Otago : 150 years of New Zealand's first university. Lincoln Memorial University-DeBusk College of Osteopathic Medicine (LMU-DCOM) offers an optional three-week summer Anatomy Boot Camp course (ABC) to. Archived from the original on 12 February 2016. Archived from the original on 26 January 2021. Archived from the original on 22 January 2021. Transactions of the British Bryological Society.
This course is designated writing intensive. Īccording to an interview given in her nineties, Wylie recalled that "women were well accepted in zoology and botany and she did not experience prejudice, though she also notes that women lecturers behaved as ‘honorary men’ it was they who had to adapt rather than the men." Three one-hour lectures and one three-hour.
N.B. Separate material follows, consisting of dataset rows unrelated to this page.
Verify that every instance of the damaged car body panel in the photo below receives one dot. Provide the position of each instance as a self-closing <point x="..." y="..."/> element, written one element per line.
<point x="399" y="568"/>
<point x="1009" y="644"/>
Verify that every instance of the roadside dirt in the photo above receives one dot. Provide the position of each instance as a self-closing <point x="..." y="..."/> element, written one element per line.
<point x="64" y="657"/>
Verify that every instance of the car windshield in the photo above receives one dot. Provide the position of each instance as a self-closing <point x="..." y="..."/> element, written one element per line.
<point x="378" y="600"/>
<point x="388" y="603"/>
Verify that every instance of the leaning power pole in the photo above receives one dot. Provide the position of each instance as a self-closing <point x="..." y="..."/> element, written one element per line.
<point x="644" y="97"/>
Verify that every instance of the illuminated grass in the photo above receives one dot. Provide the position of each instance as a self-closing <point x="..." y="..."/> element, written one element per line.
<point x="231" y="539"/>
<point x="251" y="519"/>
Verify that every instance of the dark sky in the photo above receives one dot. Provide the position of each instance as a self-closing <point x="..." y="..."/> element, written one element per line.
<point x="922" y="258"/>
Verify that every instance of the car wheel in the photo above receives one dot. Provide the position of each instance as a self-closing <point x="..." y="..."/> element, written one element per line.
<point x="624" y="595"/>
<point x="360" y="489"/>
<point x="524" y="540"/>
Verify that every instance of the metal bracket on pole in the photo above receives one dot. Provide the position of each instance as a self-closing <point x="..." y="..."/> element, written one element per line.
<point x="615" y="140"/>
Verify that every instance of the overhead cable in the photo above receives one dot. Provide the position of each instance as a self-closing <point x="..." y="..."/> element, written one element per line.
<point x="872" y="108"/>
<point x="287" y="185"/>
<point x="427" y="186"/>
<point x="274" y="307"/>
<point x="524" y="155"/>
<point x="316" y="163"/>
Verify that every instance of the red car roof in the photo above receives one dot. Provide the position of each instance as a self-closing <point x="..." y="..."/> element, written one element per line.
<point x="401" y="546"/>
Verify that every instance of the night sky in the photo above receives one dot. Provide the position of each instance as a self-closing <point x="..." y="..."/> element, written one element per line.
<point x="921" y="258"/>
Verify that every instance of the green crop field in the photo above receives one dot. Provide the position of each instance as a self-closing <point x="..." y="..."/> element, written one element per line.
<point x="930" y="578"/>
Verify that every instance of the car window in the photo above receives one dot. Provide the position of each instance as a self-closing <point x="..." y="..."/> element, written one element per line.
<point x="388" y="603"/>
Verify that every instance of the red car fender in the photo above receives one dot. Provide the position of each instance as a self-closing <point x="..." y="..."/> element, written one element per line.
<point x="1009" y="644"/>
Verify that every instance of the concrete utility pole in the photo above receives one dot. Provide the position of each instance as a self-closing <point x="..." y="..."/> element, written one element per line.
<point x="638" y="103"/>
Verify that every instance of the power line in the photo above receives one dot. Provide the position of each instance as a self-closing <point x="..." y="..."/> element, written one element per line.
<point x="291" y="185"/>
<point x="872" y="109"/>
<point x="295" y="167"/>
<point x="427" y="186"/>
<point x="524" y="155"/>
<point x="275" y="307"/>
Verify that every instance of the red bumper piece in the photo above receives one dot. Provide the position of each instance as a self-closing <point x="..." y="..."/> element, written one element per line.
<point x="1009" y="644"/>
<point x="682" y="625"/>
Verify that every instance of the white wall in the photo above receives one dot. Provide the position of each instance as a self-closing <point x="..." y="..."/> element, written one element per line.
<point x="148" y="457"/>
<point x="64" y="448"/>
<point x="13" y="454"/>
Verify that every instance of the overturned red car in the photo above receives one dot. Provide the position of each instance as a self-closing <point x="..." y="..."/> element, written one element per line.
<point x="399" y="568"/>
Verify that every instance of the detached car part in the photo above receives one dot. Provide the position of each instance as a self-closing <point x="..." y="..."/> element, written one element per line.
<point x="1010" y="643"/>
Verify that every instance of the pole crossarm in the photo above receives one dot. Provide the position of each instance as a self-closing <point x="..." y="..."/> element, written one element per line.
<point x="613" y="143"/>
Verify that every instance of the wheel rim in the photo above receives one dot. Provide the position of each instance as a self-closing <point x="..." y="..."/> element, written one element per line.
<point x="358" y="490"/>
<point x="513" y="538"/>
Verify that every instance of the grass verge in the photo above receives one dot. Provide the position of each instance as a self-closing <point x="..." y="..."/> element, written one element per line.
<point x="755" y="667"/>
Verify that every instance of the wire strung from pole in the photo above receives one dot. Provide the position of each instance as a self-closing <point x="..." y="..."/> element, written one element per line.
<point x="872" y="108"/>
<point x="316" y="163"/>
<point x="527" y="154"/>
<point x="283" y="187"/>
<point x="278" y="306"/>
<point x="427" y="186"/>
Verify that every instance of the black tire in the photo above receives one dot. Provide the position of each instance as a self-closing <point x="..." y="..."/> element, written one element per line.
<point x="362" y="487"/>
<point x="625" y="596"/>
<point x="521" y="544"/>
Returning to New Zealand, she worked in the Department of Botany at the University of Otago, setting up courses on cytology and genetics, and teaching both zoology and botany students. Wylie went to the University of London in 1947, where she completed a PhD in the new fields of cytology and genetics, and then lectured at the University of Manchester. Wylie submitted her Masters thesis, titled Vascular anatomy of New Zealand's malvaceous trees in 1945, while resident in St Margaret's College.
Alongside Betty Batham, Margaret Cookson and Brenda Shore, Wylie took up teaching to keep the department going. In 1944, Wylie was completing her honours degree in the Department of Botany at the University of Otago when Professor John Holloway retired suddenly through ill health. Also in 1946, Wylie was awarded a postgraduate science scholarship by the University of New Zealand, to fund two years of overseas study. She began working at the Wheat Research Institute at Lincoln in November 1946, carrying out experimental and statistical work. She completed her Master of Science with first-class honours in botany in 1945, and a Diploma of Honours in zoology the following year. She was educated at Nga Tawa Diocesan School near Marton, and went on to study at the University of Otago. Wylie was born in 1922, the daughter of noted surgeon David Storer Wylie, who survived the sinking of the SS Marquette in 1915, and his second wife, Isobel Edith Wylie (née Daplyn).